Jak się nieoficjalnie dowiedzieliśmy przedstawiciele portali internetowych za pomocą których można zbierać pieniądze na jakiś cel planują wywieranie nacisku na Polski Związek Alpinizmu, który ich zdaniem przyznaje zbyt duże dotacje na wyprawy górskie.
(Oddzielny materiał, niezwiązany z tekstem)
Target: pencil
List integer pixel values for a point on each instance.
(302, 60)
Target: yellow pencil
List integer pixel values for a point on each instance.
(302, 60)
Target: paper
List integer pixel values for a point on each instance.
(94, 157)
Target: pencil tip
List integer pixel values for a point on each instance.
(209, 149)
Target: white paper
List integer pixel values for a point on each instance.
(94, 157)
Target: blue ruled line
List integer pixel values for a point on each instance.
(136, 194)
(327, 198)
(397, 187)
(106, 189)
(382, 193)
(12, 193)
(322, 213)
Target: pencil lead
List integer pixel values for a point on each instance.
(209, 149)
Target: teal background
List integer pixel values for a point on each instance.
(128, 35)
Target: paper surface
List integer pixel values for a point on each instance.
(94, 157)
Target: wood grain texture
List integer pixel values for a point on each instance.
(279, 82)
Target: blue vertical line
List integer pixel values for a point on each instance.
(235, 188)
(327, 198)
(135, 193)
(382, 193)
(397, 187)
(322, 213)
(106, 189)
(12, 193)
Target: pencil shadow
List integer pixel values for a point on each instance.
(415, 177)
„Dostajemy 8 – 10% od zebranej kwoty. Większość projektów to jakieś małe popierduły na wydanie płyty, czy organizację pikniku. Zarabiamy praktycznie tylko na górskich wyprawach.” – przyznaje anonimowo właściciel portalu SamNieDamRady.pl i dodaje – „jak PZA będzie dalej finansować te pomysły to pójdziemy z torbami. Oni powinny się skupić, nie wiem, na wydawaniu jakiś gazetek, a nie na rozdawaniu kasy, od tego my jesteśmy”.
Czy wobec zapowiedzi PZA o nowym, dużo bogatszym budżecie na 2016 rok portale odpuszczą? Śmiemy wątpić – nasze dziennikarskie śledztwo doprowadziło nas do agencji czarnego PR, która jak przyznała (oczywiście nieoficjalnie) dostała zlecenie na komentowanie na forach każdego wyczynu górskiego jako czynu wariackiego, który „nie powinien być finansowany z pieniędzy podatników czy związków sportowych”.
PORTALE CROWFUNDINGOWE: PZA odbiera nam chleb!